Bisnis.com, JAKARTA — Saham dua emiten unggas, PT Charoen Pokphand Indonesia Tbk. (CPIN) dan PT Japfa Comfeed Indonesia Tbk. (JPFA) disebut memiliki prospek mentereng saat harganya masih terbilang murah saat ini.
Analis Mirae Asset Sekuritas, Nafan Aji Gusta mengatakan price to earning ratio (PER) dan price to book value ratio (PBV) kedua saham tersebut masih berada di bawah rata-rata industri.

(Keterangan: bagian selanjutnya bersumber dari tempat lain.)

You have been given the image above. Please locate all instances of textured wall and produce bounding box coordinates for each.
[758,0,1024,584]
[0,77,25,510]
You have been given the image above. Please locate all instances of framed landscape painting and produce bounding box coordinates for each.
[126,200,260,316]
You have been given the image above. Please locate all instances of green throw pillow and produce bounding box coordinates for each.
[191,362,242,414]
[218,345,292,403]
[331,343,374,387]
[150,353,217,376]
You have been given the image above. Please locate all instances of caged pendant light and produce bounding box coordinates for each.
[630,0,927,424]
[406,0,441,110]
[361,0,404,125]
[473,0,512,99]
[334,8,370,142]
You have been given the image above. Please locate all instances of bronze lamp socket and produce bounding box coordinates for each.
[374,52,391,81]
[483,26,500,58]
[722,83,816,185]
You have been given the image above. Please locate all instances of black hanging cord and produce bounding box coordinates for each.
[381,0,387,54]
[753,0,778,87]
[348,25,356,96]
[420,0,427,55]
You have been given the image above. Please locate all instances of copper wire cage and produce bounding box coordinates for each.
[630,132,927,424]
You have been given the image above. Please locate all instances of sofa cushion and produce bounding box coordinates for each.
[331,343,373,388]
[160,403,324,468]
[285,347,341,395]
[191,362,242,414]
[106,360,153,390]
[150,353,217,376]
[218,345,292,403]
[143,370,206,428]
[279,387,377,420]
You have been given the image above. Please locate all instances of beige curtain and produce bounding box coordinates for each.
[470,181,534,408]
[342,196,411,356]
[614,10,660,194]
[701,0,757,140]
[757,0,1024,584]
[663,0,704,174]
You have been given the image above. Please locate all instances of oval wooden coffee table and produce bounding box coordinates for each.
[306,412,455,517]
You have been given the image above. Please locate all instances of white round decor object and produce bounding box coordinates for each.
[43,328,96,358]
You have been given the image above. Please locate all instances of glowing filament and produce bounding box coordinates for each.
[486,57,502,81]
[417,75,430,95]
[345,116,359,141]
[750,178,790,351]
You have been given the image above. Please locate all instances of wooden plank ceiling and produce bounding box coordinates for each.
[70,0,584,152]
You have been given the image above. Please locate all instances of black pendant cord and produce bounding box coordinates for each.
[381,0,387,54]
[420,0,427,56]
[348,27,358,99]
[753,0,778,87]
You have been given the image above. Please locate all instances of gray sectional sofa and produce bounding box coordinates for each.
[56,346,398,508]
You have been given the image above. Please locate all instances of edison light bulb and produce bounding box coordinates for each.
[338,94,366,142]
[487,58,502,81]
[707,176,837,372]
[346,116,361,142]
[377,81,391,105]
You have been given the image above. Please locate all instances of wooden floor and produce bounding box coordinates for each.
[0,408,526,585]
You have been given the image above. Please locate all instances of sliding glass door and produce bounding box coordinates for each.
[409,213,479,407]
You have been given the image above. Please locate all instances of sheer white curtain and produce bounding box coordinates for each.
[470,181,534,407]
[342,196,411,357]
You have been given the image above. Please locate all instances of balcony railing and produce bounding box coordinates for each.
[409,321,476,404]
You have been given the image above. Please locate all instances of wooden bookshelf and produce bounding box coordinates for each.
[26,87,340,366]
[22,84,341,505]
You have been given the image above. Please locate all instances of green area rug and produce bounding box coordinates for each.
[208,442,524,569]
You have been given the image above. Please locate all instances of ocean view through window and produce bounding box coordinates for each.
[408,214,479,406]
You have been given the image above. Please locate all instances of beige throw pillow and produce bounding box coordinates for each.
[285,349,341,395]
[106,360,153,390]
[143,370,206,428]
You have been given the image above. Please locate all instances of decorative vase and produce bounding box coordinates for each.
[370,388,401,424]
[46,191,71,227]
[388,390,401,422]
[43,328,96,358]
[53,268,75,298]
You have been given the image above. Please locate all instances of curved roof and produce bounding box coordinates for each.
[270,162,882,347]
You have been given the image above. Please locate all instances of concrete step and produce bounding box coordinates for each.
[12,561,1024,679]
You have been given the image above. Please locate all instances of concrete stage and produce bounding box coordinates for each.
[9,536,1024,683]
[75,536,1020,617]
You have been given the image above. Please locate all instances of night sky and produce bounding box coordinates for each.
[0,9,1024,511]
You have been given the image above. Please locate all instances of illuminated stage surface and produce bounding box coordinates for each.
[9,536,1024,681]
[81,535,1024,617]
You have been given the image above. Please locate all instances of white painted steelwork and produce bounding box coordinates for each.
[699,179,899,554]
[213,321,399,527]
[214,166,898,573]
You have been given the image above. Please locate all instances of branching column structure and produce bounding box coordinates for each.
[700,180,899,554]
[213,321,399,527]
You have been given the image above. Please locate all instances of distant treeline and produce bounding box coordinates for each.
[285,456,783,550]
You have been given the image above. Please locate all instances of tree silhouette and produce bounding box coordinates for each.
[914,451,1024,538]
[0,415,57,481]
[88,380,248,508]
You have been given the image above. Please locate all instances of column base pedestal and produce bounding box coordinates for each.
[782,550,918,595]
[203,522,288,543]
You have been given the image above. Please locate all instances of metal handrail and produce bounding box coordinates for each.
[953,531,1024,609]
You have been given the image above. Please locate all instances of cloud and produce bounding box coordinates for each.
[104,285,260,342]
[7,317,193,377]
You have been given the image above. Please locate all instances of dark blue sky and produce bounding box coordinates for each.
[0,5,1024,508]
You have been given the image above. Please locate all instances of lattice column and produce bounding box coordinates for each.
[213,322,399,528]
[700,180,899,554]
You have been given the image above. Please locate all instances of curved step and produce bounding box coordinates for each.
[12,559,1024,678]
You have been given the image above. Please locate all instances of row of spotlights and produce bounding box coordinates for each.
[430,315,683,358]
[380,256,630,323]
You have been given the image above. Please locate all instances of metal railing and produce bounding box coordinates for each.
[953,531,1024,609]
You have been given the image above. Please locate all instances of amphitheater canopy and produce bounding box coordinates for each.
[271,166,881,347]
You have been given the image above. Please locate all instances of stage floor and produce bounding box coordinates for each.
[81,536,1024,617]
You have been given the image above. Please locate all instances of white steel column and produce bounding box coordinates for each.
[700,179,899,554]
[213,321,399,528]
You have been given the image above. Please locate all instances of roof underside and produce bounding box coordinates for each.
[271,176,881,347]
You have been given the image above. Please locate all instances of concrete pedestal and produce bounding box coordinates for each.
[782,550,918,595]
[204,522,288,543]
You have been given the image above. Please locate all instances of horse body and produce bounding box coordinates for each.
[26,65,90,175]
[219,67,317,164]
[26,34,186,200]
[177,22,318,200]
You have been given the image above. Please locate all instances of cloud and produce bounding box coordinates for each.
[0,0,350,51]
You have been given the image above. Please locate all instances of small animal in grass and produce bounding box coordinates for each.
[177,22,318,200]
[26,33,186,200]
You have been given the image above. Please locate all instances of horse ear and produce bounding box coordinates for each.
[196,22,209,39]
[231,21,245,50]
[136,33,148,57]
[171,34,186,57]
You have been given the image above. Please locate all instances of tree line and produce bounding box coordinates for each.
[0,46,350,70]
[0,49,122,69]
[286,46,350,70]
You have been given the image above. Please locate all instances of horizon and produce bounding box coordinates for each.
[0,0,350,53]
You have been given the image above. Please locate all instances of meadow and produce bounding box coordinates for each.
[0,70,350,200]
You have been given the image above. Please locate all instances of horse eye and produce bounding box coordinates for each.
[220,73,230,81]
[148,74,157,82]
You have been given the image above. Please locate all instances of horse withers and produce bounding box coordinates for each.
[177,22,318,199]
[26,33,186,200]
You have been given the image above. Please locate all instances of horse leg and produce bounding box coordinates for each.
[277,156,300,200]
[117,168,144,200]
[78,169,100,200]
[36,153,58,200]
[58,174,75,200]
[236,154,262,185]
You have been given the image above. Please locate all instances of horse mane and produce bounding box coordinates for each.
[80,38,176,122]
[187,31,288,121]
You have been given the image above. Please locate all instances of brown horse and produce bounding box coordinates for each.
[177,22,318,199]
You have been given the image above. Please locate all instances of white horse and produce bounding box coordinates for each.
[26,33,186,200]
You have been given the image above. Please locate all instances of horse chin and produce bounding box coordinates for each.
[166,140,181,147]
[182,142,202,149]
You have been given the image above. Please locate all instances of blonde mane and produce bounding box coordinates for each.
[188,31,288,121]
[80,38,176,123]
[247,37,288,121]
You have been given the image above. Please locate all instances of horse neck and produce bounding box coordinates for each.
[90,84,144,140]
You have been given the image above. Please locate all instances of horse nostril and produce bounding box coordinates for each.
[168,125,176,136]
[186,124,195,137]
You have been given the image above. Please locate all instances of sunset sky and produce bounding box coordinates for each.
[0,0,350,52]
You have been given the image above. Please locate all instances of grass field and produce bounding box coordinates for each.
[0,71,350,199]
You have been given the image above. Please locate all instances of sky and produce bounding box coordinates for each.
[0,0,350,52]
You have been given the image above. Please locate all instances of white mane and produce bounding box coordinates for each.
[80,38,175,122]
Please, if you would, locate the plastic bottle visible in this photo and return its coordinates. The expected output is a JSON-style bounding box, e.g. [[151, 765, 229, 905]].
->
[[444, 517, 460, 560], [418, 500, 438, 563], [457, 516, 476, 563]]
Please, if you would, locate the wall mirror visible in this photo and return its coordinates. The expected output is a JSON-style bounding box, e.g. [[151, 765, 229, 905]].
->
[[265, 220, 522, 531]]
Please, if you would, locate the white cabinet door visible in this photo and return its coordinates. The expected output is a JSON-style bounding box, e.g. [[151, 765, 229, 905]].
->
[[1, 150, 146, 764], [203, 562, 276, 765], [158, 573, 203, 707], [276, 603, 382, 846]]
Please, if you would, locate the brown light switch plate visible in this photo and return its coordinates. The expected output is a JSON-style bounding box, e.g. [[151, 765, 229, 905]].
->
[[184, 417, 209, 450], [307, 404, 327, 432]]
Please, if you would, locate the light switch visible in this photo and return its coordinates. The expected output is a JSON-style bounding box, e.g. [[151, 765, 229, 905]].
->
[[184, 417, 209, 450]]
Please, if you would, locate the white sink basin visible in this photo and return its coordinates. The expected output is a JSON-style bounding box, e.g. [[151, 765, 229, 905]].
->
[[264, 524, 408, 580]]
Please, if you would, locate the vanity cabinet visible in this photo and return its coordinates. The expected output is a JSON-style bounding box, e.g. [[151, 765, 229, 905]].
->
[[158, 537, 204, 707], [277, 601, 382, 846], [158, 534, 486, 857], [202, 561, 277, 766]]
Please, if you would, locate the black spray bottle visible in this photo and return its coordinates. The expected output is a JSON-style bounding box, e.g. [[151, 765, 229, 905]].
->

"Valuasi JPFA dan CPIN ini masih relatif menarik, masih undervalued, di bawah rata-rata median PE dan PBVR," kata Nafan kepada Bisnis.com, Rabu (6/8/2025).
Sampai penutupan perdagangan Rabu (6/8/2025), saham CPIN ditutup turun 1,70% menjadi Rp4.620. PER dan PBVR CPIN masing-masing berada di level 19,93 kali dan 2,49 kali dengan market cap sebesar Rp75,76 triliun.
Sedangkan, JPFA ditutup turun 1,82% di harga Rp1.620. PER dan PBVR JPFA masing-masing berada di level 7,68 kali dan 1,20 kali. Sementara itu, IDX Sector Consumer Non-Cyclicals (IDXNONCYCLIC) ditutup turun 1,01% atau 7,21 poin menjadi di level 704,14.
Berdasarkan statistik Bursa Efek Indonesia (BEI) per Juli 2025, PER dan PBVR indeks yang beranggotakan CPIN dan JPFA ini masing-masing berada di level 13,97 kali dan 1,64 kali. PER indeks tersebut lebih besar dari rata-rata PER market di 13,55 kali, sedangkan PBVR indeks lebih kecil dari PBVR market di level 2,21 kali.
Baca Juga
Nafan mengatakan pergerakan harga saham CPIN dan JPFA perlahan meninggalkan fase down trend. "Baik JPFA maupun CPIN ini kan tren kenaikan sahamnya bisa meninggalkan fase down trend. Jadi diharapkan terjadi fase akumulasi terbuka lebar dalam rangka membentuk fase markup trend," ujarnya.
Sementara dari pengaruh fundamental kinerja perusahaan, Nafan menilai perjanjian Indonesia-Amerika Serikat (AS) yang menyepakati barang impor dari AS masuk RI tak dikenakan tarif bisa menjadi katalis positif. Perjanjian tersebut sepaket dengan komitmen Indonesia mengimpor produk pertanian (kedelai, bungkil kedelai, gandum dan kapas) senilai US$4,5 miliar.
Selama semester I/2025, CPIN membukukan laba periode berjalan yang dapat diatribusikan kepada pemilik entitas induk atau laba bersih sebesar Rp1,90 triliun, tumbuh 7,48% year on year (YoY). Sedangkan, laba bersih JPFA terkoreksi 16,47% YoY menjadi Rp1,24 triliun.
Dari sisi kinerja top line, penjualan neto CPIN tumbuh tipis 0,30% YoY menjadi Rp33,06 triliun. Sedangkan penjualan neto JPFA terkoreksi 0,60% YoY menjadi Rp27,48 triliun.
"Dia [kebijakan Trump] bisa memberikan benefit bagi CPIN dan JPFA supaya dia bisa mengoptimalkan net profit marginnya. Dengan demikian, baik JPFA maupaun CPIN akan bertumbuh. Misalnya, CPIN bisa menekan total biaya produksi. Kalau JPFA sebenarnya bisa memperkuat laba bersihnya, maupun penjualannya," pungkas dia.
Berdasarkan data Bloomberg Terminal, sebanyak 22 dari 23 analis merekomendasikan untuk beli CPIN, dengan target harga mencapai Rp6.004 per saham dalam 12 bulan ke depan. Target harga tersebut mencerminkan potensi imbal hasil sebesar 27,8%. Sedangkan, sebanyak 26 analis merekomendasikan beli untuk JPFA, dengan target harga mencapai Rp2.302,94 dalam 12 bulan ke depan. Target tersebut mencerminkan potensi imbal hasil sebesar 39,6%.
--
Disclaimer: berita ini tidak bertujuan mengajak membeli atau menjual saham. Keputusan investasi sepenuhnya ada di tangan pembaca. Bisnis.com tidak bertanggung jawab terhadap segala kerugian maupun keuntungan yang timbul dari keputusan investasi pembaca.